Louise Sunshine is worried. She’s known Trump longer than almost anybody alive. She was a vice president for the Trump Organization from 1973 to 1985. I asked her if she thinks he’s feeling isolated.
“Definitely,” she said.
“He isolates himself when he finds it convenient,” Sunshine went on. It’s what he’s always done. “Always.”
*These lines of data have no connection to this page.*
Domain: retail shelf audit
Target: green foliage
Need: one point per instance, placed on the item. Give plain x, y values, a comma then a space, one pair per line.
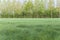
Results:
29, 9
29, 29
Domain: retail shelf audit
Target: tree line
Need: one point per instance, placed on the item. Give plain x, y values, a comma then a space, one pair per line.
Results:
28, 9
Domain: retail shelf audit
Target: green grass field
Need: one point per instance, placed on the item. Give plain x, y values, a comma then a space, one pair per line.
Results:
29, 29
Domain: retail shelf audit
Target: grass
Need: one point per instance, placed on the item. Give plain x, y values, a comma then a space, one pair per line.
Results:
29, 29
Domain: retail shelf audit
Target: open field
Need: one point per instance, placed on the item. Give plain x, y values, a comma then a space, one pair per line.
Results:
29, 29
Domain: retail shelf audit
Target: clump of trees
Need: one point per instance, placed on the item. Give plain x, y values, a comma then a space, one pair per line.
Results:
28, 9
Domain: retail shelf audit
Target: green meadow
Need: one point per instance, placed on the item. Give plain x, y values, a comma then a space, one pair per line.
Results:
29, 29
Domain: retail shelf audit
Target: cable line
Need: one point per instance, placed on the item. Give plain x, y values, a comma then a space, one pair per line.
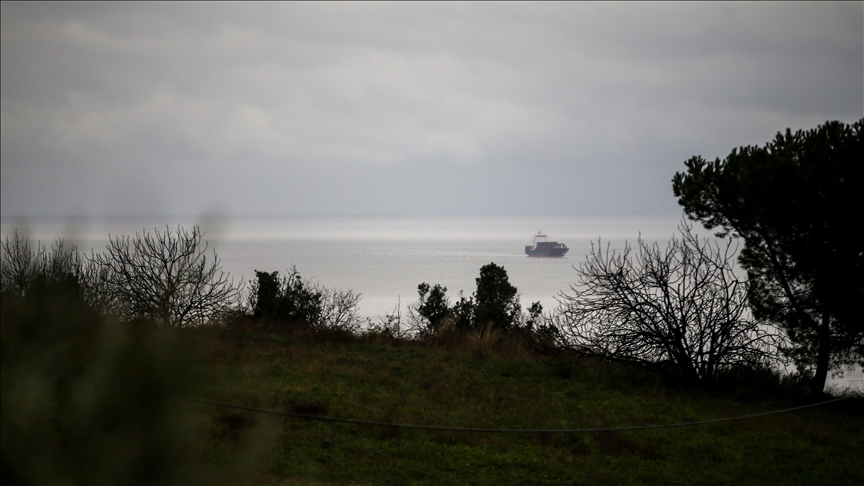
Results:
505, 431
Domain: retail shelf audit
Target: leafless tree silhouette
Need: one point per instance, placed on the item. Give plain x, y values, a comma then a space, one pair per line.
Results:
681, 311
166, 276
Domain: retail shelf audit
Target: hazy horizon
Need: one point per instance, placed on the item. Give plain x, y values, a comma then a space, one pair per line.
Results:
401, 109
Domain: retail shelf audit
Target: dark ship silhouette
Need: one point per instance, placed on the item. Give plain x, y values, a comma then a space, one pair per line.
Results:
545, 249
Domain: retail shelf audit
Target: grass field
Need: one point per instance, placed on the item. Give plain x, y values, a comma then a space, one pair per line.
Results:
474, 385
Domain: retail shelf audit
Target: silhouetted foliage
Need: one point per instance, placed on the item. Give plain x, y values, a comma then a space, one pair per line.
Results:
496, 301
792, 202
86, 399
494, 306
291, 302
166, 277
680, 312
433, 305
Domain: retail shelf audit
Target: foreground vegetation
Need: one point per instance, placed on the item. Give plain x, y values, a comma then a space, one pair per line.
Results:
89, 397
493, 383
106, 360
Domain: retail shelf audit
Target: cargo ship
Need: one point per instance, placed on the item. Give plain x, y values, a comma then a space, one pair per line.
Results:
545, 249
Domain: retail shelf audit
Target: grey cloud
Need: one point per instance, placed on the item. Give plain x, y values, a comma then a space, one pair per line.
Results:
308, 108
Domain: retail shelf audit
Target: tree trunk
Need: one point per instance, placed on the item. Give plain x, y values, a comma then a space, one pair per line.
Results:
822, 358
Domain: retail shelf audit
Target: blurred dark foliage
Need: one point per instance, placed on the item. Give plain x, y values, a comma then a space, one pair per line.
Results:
87, 399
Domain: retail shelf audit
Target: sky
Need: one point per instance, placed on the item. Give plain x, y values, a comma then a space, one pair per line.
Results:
414, 109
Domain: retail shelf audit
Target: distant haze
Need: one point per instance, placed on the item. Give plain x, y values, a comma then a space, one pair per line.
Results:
233, 109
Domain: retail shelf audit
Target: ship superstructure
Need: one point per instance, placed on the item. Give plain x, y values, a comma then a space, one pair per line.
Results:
543, 248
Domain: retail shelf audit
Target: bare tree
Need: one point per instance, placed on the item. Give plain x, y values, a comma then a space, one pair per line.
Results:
681, 311
20, 264
166, 276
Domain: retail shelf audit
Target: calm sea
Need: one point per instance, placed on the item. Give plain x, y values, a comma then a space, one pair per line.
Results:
384, 258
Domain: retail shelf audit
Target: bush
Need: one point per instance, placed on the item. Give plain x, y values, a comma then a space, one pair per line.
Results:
86, 399
292, 303
494, 306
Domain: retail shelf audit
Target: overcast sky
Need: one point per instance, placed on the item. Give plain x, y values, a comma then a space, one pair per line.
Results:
403, 109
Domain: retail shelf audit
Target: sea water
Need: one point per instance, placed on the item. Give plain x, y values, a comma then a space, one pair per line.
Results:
384, 259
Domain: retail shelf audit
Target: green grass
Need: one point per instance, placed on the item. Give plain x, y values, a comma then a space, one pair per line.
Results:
472, 386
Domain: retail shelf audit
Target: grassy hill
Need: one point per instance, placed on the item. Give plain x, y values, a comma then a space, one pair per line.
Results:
492, 384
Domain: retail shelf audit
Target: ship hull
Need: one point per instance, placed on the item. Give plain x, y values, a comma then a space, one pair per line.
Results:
555, 252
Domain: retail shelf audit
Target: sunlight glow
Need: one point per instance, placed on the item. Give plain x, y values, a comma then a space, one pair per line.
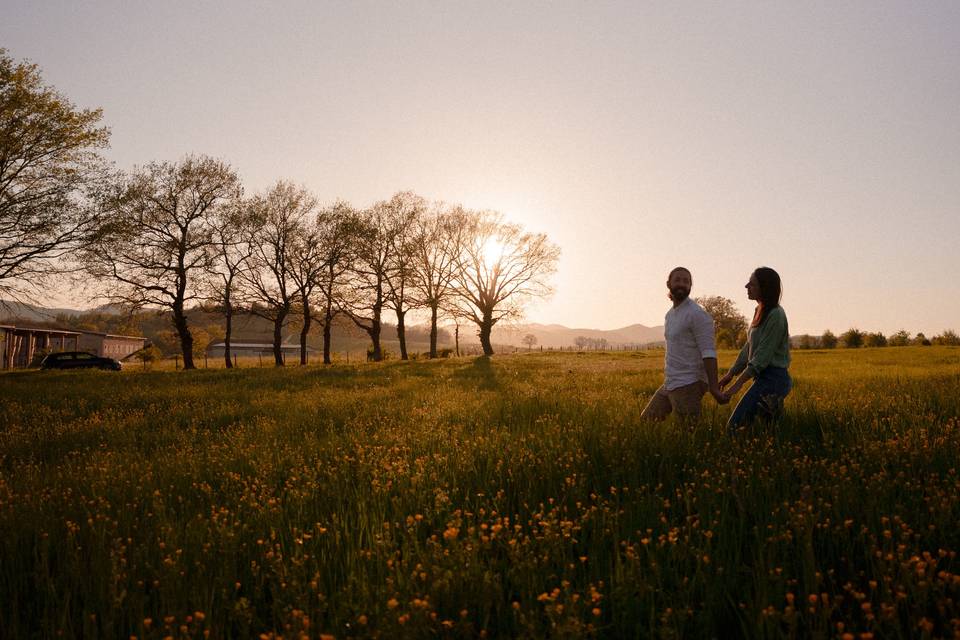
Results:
492, 251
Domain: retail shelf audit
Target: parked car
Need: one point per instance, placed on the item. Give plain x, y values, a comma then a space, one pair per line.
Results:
78, 360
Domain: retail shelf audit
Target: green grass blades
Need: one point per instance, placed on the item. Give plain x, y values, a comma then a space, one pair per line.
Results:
514, 497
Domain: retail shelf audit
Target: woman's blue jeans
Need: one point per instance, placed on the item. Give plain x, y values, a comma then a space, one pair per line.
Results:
764, 398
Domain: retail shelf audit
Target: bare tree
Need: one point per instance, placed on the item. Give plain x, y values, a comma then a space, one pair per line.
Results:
232, 251
501, 268
50, 170
338, 228
369, 290
279, 218
307, 264
157, 236
436, 245
731, 325
403, 211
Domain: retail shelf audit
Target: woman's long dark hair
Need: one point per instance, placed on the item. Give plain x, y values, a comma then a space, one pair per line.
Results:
770, 291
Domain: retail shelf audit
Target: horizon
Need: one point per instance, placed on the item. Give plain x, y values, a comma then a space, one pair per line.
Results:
820, 141
505, 326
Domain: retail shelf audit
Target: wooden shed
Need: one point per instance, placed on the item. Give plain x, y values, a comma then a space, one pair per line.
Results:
21, 345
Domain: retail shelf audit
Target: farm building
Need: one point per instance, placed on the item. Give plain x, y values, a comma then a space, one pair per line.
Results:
110, 345
21, 345
24, 346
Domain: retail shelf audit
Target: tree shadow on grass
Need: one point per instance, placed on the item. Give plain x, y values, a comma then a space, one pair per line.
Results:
480, 373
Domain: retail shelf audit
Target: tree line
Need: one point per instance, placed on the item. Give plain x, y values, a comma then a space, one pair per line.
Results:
169, 235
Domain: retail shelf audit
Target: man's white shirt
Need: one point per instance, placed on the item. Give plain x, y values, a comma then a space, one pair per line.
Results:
688, 331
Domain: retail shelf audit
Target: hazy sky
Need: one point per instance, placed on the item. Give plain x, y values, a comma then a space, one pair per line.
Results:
819, 138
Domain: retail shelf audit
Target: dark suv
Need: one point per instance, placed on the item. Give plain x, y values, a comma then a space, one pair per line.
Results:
78, 360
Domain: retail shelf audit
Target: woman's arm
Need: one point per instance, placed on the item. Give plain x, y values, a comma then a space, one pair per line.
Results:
767, 338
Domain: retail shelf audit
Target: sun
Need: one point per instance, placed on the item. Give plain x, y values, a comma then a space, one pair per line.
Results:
492, 251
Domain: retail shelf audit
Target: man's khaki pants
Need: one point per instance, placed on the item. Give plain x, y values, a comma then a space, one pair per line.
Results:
684, 400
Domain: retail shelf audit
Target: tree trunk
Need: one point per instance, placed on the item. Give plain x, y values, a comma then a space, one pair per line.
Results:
186, 339
374, 332
486, 327
304, 331
278, 337
327, 322
433, 331
402, 333
228, 329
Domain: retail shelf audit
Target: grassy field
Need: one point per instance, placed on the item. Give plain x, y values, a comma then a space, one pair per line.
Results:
517, 497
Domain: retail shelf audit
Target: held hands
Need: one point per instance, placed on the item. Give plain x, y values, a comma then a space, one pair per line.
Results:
719, 395
730, 391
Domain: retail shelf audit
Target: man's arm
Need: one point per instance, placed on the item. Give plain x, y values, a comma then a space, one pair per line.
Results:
710, 366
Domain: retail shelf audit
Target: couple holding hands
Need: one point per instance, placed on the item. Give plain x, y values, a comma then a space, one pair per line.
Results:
691, 356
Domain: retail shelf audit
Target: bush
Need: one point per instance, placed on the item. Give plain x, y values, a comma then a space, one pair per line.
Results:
852, 338
875, 340
948, 337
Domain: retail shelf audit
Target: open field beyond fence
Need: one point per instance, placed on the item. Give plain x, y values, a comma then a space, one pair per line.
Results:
518, 496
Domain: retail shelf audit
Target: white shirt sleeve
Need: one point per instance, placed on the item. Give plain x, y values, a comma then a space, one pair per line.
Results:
703, 334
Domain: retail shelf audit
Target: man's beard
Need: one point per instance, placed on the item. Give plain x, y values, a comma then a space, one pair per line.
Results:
679, 294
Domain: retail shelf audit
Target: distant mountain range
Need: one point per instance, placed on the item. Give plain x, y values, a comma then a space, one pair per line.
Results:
555, 335
11, 310
548, 335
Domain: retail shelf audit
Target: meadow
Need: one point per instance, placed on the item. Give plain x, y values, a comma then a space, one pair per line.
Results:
519, 496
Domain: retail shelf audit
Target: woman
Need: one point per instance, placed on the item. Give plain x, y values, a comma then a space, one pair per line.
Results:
765, 357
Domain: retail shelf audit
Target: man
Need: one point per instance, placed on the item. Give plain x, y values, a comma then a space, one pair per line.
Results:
691, 357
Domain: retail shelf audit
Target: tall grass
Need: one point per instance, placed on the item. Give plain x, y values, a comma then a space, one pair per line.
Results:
520, 496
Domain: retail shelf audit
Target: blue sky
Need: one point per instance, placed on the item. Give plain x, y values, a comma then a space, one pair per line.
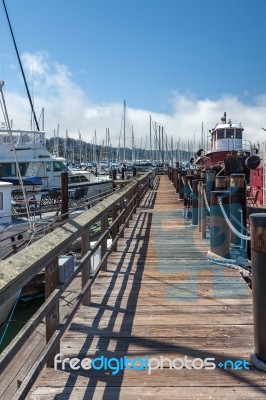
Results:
182, 62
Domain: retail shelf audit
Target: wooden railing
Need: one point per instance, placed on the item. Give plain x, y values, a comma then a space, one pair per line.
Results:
19, 269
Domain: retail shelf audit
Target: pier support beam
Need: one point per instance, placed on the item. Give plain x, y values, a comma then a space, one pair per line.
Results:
258, 255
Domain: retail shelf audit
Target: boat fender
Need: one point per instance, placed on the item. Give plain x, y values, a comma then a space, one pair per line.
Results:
199, 153
252, 162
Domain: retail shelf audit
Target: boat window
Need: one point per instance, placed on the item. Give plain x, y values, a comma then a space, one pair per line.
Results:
59, 166
220, 133
49, 166
238, 133
229, 133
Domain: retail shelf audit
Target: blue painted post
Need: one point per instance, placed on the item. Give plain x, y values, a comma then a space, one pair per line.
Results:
219, 229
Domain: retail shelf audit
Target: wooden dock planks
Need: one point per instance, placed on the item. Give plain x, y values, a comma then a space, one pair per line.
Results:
160, 297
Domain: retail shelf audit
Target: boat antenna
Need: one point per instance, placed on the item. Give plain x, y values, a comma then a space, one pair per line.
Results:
21, 67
In particular at the points of the greatest duress. Periodically over the last few months, and especially over the last few weeks, I have found myself thinking back to 1990. It’s the moment before the current moment when Trump seemed the most isolated and alone. His business was listing, and he was losing inner-circle loyalists. “It’s come to be Donald against the world,” an adviser told biographer Gwenda Blair at the time. His marriage was over. His oldest son, then 12, angry and hurt, wasn’t speaking to him, it would later be reported. In telephone public opinion polls, readers of New York tabloids were siding overwhelmingly with his wife, not him. “When a man leaves a woman, especially when it was perceived that he has left for a piece of ass—a good one!—there are 50 percent of the population who will love the woman who was left,” Trump raged to Marie Brenner of Vanity Fair.
But past the familiar, reflexive bombast, the early portion of that year always has seemed to me to be an unusual and even unique stretch in the scope of Trump’s life. Re-watch that Connie Chung interview, and re-read that Playboy conversation, and he presents as not only irritable but rattled—vulnerable, or at least his version. Even his book that came out in 1990, Surviving at the Top, is in my mind different from all the other books he’s put out over the decades, so many same-sounding collections of business tips and self-help schlock. It has plenty of platitudes, too, but there’s also in the text and between the lines a certain detectable pathos. The title itself is an amalgam of a plea and a lie. That spring, according to Vanity Fair, Trump holed up in Trump Tower, in an apartment separate from his soon-to-be-ex up in the penthouse, ordering in burgers and fries from New York Delicatessen, his belly getting soft, his hair getting long, staying on his back in his bed, staying up late, calling people to talk, staring at the ceiling.
“You remind me of Howard Hughes,” a friend told him.
“Thanks,” Trump said. “I admire him.”
He wrote about the tycoon turned neurotic hermit in Surviving at the Top. “The Howard Hughes story is fascinating to me,” Trump told readers, “because it shows that it’s possible to fall very far very fast. As time goes on I find myself thinking more and more about Howard Hughes and even, to some degree, identifying with him.” He cited Hughes’ aversion to germs, and the downsides of fame, like when he’s approached in restaurants and people end up “spraying their good wishes all over my food.”
“Every time that happens,” Trump wrote, “Howard Hughes and his reclusive lifestyle look a little less crazy to me.”
Wayne Barrett addressed Trump’s interest in Hughes in his biography. Barrett had been reporting on Trump since the late ‘70s. His book came out in 1992.
“Over the years,” Barrett wrote, “he had openly toyed with a final surreal twist to the plot that had become his life—he told friends that he might end up a Howard Hughes-like recluse, squirreled away, allowing his fingernails to grow longer than his stubby fingers. That poignant script may have appealed to the loner quality in him that had always kept him apart. The Hughes scenario only worked, though, if he could figure out a way back to the top.”